De fato, os santos homens de Deus puderam obter do Senhor milagres, mas não os puderam transmitir a outrem. O Senhor, porém, deu os sinais da virtude aos seus súditos, Ele que prometeu dar o sinal de Jonas aos seus inimigos, de modo que se dignou de morrer ante os soberbos e ressuscitar ante os humildes, para que aqueles vissem o que iam desprezar, e estes contemplassem o que com veneração deveriam amar. Deste mistério se seguiu que, enquanto os soberbos só viram o aspecto ignominioso da morte, os humildes receberam a glória de poder contra ela”.
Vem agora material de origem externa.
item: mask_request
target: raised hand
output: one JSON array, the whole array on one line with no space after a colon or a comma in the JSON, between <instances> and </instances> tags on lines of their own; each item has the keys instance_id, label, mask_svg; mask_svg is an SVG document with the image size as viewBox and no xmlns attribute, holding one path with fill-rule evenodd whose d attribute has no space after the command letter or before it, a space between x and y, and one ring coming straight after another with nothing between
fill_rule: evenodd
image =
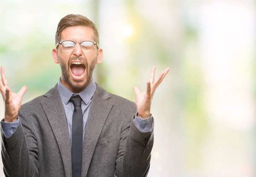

Cap. 8.2 - Vida e Milagres de São Bento

Pedro: “Peço-te agora que digas para que lugar se dirigiu o santo homem, e se lá praticou novos milagres.”

 

Gregório: “Saindo o santo homem para outras paragens, mudou de lugar, mas não de inimigo. Pois os combates que depois sustentou, foram tanto mais duros, quando foi desde então o próprio mestre da maldade que teve abertamente contra si.

 

O lugar fortificado chamado Cassino está situado no flanco de elevada montanha, a qual o abriga dentro de extensa garganta, e depois, alteandose ainda por três milhas, como que prolonga até as nuvens o seu cume. Aí em cima tinham os antigos um templo onde, segundo o costume dos primitivos gentios, Apolo era venerado por insensata multidão de camponeses. Cresciam por toda a parte em torno bosques consagrados ao culto dos demônios, onde a turba insana dos infiéis ainda naquele tempo oferecia sacrifícios sacrílegos.

 

Chegado a tal lugar, o homem de Deus despedaçou o ídolo, derrubou a ara, incendiou os bosques e estabeleceu no próprio templo de Apoio a capela de S. Martinho, enquanto no lugar da ara do mesmo Apoio construiu a capela de S. João. Além disto, chamava à fé, por contínuas pregações, a multidão que morava nas redondezas.

 

Não podendo suportar tudo isso em silêncio, o antigo inimigo oferecia-se aos olhos do Pai, não mais ocultamente ou em sonhos, mas em visão manifesta, e queixava-se, com tais clamores, de sofrer violência, que também os irmãos lhe podiam escutar os gritos, sem, todavia, lhe discernir a figura. Conforme referia o venerável Pai aos discípulos, o antigo inimigo aparecia diante dos seus olhos corporais, hediondo e envolto em chamas; com a boca e os olhos chamejantes parecia investir contra ele.

 

O que dizia, porém, todos o ouviam. Primeiro, chamava Bento pelo nome. Já que este não respondia, logo disparava em doestos. Assim é que, ao chamá-lo “Bento, Bento”, vendo que não obtinha resposta alguma, imediatamente acrescentava: “Maldito e não Bento, que tens tu comigo? Porque me persegues?

 

Consideremos agora os novos combates do antigo inimigo contra o servo de Deus, ao qual aquele quis fazer guerra, mas acabou por proporcionar, sem querer, ocasiões de vitória.”